İşte Suriye’de YPG/SDG merkezlerinin içinde ya da bitişiğindeki yapılarda dalgalanan ABD bayrağı bu gruplara önemli bir dokunulmazlık zırhı sağlıyor. ABD bayrağının dalgalanması, o tesisi hedef alacak bir nokta atışının aynı zamanda bir ABD’li askeri de vurma ihtimalini içerdiği mesajını taşıyor.

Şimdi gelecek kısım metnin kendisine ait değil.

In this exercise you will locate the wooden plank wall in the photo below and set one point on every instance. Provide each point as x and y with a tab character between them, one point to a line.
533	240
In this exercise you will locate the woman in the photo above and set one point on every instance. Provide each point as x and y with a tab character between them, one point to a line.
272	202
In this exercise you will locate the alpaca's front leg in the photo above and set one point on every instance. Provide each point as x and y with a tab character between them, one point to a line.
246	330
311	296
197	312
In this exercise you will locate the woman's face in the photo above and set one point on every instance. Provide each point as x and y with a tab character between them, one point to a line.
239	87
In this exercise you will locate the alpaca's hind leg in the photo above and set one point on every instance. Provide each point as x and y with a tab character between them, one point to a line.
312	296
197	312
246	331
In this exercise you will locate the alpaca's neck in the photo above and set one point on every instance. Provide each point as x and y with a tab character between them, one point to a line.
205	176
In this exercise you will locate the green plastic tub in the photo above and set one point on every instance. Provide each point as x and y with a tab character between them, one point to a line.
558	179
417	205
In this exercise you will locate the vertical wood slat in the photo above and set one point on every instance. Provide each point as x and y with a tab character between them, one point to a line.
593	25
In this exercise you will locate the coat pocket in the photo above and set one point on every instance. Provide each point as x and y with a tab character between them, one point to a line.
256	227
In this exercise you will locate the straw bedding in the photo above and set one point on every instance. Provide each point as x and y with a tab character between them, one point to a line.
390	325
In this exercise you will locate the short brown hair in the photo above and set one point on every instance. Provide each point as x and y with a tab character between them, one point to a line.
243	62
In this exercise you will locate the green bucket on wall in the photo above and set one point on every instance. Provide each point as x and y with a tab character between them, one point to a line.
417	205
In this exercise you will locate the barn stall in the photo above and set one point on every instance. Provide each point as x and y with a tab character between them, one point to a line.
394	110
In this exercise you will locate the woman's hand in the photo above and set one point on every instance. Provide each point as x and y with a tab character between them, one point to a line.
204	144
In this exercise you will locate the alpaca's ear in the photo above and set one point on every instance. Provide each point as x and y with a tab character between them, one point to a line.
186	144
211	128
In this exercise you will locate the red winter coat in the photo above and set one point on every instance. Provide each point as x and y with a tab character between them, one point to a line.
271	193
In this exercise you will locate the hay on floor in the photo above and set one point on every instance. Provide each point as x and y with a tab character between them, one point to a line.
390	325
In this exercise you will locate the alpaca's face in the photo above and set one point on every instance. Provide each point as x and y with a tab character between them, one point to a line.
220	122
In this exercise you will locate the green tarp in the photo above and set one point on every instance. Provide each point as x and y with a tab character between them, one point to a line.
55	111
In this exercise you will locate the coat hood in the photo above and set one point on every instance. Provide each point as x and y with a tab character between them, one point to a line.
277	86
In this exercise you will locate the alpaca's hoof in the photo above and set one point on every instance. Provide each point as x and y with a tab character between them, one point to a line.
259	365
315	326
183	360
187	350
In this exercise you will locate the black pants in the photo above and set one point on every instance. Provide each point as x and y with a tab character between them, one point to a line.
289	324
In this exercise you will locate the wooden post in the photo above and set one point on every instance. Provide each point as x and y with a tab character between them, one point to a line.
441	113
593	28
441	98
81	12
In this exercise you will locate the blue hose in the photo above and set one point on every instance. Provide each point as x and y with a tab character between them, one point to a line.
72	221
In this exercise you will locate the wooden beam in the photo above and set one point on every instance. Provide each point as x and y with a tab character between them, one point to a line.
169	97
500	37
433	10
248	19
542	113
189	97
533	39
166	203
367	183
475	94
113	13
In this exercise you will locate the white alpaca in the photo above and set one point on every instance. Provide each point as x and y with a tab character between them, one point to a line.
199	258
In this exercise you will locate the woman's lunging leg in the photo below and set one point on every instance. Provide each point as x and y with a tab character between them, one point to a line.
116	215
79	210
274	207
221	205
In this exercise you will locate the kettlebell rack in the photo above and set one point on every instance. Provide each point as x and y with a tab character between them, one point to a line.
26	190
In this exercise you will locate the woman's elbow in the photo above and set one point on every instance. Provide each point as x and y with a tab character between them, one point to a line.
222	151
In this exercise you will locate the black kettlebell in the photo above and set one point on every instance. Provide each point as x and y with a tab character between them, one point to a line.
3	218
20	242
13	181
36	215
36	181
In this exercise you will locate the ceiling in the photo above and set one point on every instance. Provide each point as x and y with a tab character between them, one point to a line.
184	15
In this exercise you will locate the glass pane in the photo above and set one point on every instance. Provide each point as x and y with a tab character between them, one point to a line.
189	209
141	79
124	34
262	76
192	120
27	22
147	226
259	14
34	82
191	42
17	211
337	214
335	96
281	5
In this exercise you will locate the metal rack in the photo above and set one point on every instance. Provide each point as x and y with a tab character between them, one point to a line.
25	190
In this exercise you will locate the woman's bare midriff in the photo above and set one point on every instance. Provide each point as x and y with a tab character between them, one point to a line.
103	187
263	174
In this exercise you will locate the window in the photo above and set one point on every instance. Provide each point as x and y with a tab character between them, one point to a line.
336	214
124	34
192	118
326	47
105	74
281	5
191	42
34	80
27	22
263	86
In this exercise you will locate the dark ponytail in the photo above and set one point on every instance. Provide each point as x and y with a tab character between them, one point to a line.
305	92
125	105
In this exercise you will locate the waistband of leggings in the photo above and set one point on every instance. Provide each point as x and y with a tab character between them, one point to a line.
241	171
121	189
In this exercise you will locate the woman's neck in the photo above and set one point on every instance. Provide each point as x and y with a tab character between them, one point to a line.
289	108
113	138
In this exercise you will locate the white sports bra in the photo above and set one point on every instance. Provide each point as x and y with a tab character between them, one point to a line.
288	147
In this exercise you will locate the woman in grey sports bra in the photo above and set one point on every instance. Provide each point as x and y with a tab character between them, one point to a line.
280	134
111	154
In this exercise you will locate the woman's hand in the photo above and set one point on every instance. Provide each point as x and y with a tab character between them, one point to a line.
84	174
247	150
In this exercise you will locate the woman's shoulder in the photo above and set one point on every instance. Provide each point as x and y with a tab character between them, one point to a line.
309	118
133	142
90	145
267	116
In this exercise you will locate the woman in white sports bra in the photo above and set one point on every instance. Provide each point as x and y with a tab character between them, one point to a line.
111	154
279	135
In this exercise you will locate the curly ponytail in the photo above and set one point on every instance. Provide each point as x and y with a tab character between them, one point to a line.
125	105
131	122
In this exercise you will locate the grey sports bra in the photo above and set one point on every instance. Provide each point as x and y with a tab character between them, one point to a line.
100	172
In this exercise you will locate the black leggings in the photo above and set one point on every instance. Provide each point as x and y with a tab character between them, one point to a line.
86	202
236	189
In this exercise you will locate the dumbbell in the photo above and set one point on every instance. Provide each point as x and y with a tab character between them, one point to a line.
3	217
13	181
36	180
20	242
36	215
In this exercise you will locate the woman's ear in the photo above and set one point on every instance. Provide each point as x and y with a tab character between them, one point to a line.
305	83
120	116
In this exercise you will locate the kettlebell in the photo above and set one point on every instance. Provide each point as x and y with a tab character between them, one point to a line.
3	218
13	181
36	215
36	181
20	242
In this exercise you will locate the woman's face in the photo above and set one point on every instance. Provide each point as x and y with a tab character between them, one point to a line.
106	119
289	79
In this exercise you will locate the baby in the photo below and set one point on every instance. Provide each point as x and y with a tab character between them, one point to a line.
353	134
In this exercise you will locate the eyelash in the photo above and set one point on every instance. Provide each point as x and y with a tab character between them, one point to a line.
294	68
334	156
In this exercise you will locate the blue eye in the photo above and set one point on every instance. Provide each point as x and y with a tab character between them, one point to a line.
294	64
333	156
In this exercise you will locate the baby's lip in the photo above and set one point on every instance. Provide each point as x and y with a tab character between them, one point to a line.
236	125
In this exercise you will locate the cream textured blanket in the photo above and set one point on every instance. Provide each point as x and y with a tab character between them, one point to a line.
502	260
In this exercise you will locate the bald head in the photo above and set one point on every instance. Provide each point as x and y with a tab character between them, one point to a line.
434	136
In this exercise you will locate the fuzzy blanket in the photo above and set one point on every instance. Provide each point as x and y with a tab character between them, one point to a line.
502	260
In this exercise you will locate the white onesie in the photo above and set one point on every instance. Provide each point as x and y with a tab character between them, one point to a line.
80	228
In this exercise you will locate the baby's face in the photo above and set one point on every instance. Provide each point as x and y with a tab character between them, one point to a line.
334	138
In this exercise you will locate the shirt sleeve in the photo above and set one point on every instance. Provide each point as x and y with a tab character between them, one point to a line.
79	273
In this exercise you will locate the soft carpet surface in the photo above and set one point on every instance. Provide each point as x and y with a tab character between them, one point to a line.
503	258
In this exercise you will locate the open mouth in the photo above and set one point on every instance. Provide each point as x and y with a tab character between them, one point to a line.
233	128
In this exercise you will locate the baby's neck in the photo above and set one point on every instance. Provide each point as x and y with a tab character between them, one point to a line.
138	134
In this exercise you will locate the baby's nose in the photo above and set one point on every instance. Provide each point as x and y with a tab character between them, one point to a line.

Bu yönüyle Türkiye’ye karşı bir caydırıcılık yaratmış oluyor.
Türkiye’nin son yıllarda gerek Suriye gerek Irak’ta PKK/YPG/SDG unsurlarına dönük nokta operasyonlarını etkili bir şekilde icra edebilecek bir istihbarat ve harekat kabiliyeti kazandığı, artık herkesin üzerinde görüş birliği içinde olduğu bir olgudur.
Bu operasyonel yetenek dikkate alındığında, Suriye’de ABD askerlerinin de civarda bulunduğu YPG/SDG askeri merkezlerinin Türkiye’nin operasyonel alanı içinde olduğu varsayılabilir. Ancak muhtemeldir ki, tesislerin bir yerinde dalgalanan ABD bayrakları sıkça Türkiye’nin de frene bastığı noktayı gösteriyor.

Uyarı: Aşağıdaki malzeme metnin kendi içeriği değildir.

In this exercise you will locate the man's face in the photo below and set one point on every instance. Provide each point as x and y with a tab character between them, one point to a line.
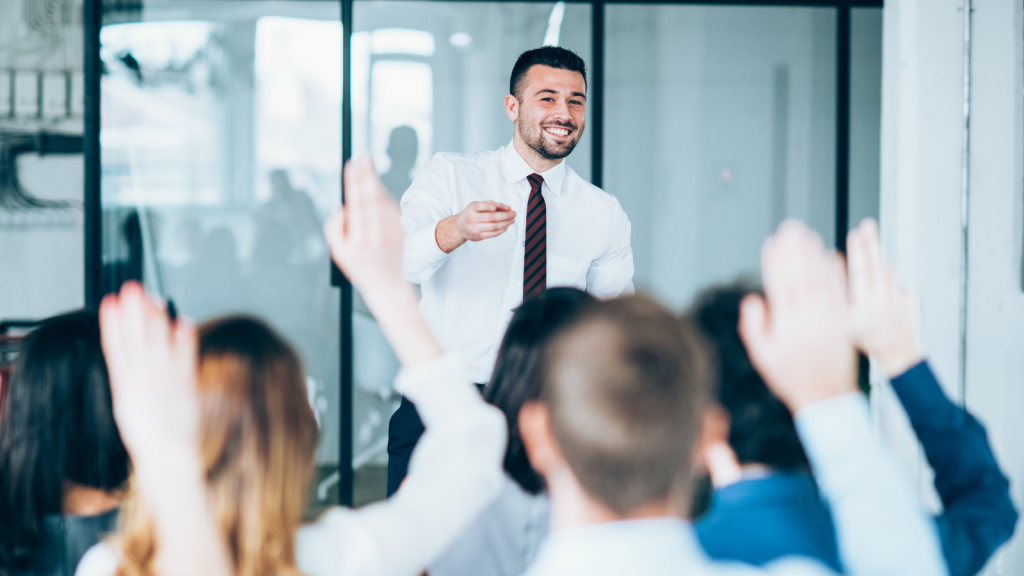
552	111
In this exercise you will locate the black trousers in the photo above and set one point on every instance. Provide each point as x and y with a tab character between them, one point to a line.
403	433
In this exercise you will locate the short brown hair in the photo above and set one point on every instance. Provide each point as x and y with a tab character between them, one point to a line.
626	385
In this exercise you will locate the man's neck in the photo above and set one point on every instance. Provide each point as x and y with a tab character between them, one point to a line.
572	507
539	163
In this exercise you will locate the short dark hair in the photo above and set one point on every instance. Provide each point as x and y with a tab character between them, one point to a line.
554	56
517	375
57	424
626	385
762	429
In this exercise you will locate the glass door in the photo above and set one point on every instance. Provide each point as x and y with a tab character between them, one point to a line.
220	145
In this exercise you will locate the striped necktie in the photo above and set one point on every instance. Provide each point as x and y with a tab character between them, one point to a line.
535	258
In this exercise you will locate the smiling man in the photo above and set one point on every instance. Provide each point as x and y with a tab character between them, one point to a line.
485	231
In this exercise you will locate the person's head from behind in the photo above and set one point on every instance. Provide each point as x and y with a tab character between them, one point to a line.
761	427
518	371
624	393
57	434
257	440
548	100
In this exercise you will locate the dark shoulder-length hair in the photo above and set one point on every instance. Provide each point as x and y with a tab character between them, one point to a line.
517	377
56	426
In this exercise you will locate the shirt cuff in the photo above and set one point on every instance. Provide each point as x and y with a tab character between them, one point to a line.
913	371
835	428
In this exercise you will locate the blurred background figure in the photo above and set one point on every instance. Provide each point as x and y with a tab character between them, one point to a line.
213	277
121	271
402	149
61	461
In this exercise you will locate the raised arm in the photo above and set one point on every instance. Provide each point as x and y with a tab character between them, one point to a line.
152	363
799	339
456	468
979	515
424	206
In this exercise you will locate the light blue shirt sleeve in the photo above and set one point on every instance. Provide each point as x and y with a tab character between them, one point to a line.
880	525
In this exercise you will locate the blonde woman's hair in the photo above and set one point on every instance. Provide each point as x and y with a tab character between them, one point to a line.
258	440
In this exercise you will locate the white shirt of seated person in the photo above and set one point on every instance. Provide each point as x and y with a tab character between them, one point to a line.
469	294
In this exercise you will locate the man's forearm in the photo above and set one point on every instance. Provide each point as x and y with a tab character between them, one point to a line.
448	236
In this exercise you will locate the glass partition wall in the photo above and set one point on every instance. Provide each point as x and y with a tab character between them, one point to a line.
216	132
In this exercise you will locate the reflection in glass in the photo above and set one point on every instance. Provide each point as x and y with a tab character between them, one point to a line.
431	77
720	121
221	156
865	113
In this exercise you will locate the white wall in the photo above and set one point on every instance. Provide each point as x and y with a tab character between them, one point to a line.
922	147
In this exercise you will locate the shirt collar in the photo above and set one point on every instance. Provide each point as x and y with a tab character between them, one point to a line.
516	169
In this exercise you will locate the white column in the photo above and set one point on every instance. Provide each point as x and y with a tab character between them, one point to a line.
922	168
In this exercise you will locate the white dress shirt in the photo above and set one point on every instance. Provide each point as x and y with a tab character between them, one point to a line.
881	528
469	295
455	472
503	540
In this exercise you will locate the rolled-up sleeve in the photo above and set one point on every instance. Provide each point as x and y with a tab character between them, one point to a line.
611	275
427	202
880	526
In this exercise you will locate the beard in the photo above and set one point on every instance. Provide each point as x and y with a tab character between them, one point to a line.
536	137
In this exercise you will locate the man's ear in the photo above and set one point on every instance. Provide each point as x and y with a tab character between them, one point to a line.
512	107
535	427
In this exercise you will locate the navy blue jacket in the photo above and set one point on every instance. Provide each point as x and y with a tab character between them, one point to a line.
757	521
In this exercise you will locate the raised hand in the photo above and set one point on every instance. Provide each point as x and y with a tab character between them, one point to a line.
365	236
366	240
152	365
798	336
884	314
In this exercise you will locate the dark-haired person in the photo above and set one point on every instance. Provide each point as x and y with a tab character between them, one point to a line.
486	231
766	504
62	465
504	539
623	410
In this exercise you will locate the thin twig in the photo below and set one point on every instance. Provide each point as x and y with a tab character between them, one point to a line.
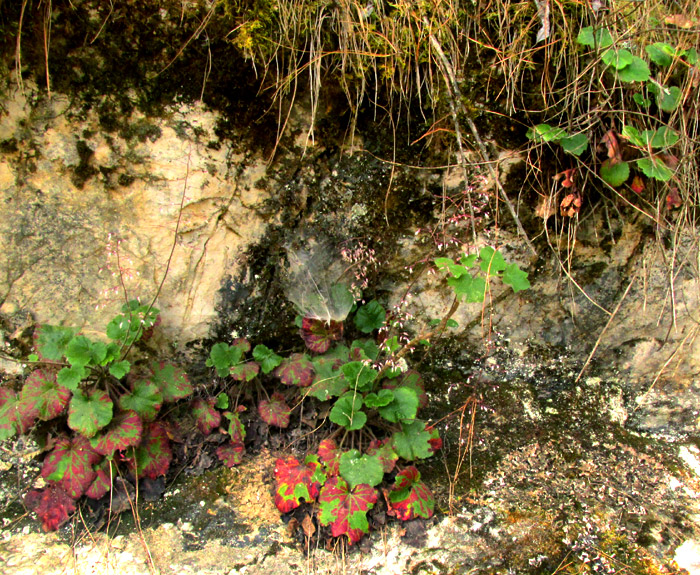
607	325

Bu konuda geçen yıl 13 Kasım’da İstiklal Caddesi’nde gerçekleştirilen ve altı kişinin öldüğü, YPG kaynaklı olduğu açıklanan terör saldırısından sonra 19-20 Kasım tarihlerinde Suriye ve Irak’ta Türkiye’nin hava unsurları aracılığıyla icra ettiği Pençe-Kılıç Harekâtı’nda yaşanan bir olay hatırlardadır.
Türk tarafınca ateşlenen bir roketin SDG’nin askeri komutanı durumundaki Mazlum Kobani’nin karargâhının çok yakınına düştüğü o günlerde basına da yansımıştı.

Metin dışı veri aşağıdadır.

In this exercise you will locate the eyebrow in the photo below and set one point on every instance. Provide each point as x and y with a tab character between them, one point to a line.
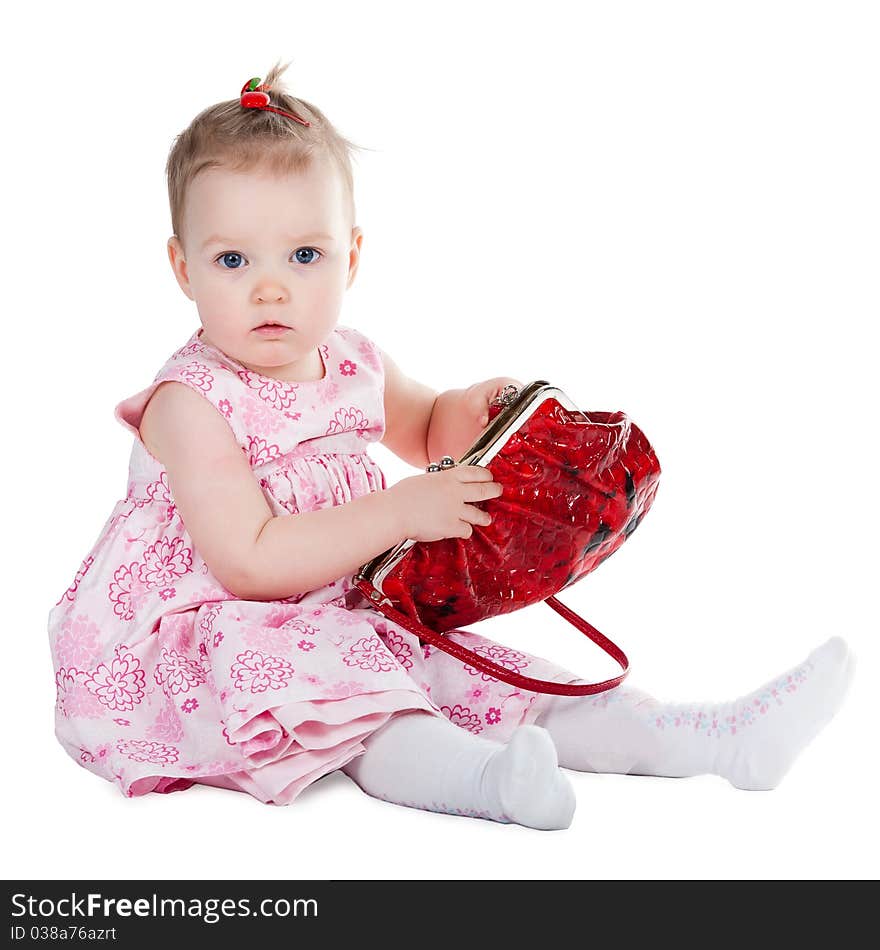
218	239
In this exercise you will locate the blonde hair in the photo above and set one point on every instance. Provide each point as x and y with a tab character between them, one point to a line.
228	135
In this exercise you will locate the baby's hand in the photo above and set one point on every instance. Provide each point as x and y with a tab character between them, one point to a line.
480	395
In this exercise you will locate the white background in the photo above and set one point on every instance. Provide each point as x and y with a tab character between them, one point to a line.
665	208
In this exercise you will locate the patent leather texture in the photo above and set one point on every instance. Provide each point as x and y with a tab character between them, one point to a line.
576	486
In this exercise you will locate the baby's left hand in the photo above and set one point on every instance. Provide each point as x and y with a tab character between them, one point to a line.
480	395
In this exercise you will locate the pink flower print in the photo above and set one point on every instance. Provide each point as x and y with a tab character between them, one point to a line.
197	375
369	356
257	672
165	561
267	639
159	490
477	693
176	674
127	591
259	451
207	622
462	716
167	727
399	648
189	350
80	574
142	750
351	419
300	626
278	394
119	685
369	653
78	644
73	697
309	498
260	417
329	395
343	690
509	659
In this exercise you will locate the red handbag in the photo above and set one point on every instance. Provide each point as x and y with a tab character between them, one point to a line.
576	486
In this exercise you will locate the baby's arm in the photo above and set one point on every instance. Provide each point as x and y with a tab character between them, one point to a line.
255	555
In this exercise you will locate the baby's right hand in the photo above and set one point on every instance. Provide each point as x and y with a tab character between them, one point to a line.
435	505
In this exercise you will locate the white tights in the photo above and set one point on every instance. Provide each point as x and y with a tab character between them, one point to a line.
425	761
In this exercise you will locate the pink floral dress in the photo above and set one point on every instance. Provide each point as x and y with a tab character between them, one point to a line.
164	678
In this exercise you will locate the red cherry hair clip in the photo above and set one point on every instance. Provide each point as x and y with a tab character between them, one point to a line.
253	97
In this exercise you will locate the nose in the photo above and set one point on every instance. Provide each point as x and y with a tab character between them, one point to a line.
270	290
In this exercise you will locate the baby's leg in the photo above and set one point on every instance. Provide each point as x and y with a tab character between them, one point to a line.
425	761
752	741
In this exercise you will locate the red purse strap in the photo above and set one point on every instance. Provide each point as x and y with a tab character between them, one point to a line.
493	669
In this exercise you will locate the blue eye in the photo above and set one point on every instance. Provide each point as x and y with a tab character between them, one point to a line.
307	250
233	255
304	255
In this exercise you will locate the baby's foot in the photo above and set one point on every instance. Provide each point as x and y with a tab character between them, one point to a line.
771	726
524	778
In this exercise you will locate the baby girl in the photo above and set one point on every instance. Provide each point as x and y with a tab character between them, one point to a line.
213	635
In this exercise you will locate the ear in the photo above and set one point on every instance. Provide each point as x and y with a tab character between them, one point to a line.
354	255
178	265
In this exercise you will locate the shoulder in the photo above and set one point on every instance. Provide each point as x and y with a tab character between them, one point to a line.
177	420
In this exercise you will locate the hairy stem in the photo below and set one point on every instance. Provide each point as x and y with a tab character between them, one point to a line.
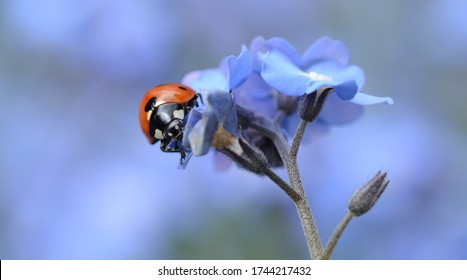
297	139
310	229
272	130
336	235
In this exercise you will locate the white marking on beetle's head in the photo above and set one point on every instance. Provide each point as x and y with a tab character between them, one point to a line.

Ayrıca, o dönemde dikkat çeken bir konu, ABD Savunma Bakanlığı’nın da bir açıklama yaparak “TSK’nın gerçekleştirdiği harekâtın Suriye’deki ABD’li personelin güvenliğini doğrudan tehdit ettiğini” duyurmasıydı.
Aslında bütün bu tabloya bakarak yapabileceğimiz bir çıkarım, ABD’nin PKK uzantısı YPG/SDG üzerindeki koruma şemsiyesi olmaması halinde sahada pekala çok daha farklı bir durumun yaşanabileceğidir.
Geçen yıl kasım ayında icra edilen Pençe-Kılıç Harekâtı’nın ardından yapılan resmi açıklamalarda barınak, sığınak, mağara, tünel, mühimmat depoları, karargah ve eğitim kampları olmak üzere 89 hedefin vurulduğu açıklanmıştı.
Bu kez Fidan tarafından yapılan açıklamada “PKK/YPG’ye ait bütün altyapı, üstyapı tesisleri ve enerji tesislerinin” de hedef olarak tanımlanması, ipleri bu örgütün elinde tuttuğu Fırat’ın doğusunda ABD’nin himayesindeki özerk yönetimin bu kez bir bütün olarak hedefe alındığını gösteriyor.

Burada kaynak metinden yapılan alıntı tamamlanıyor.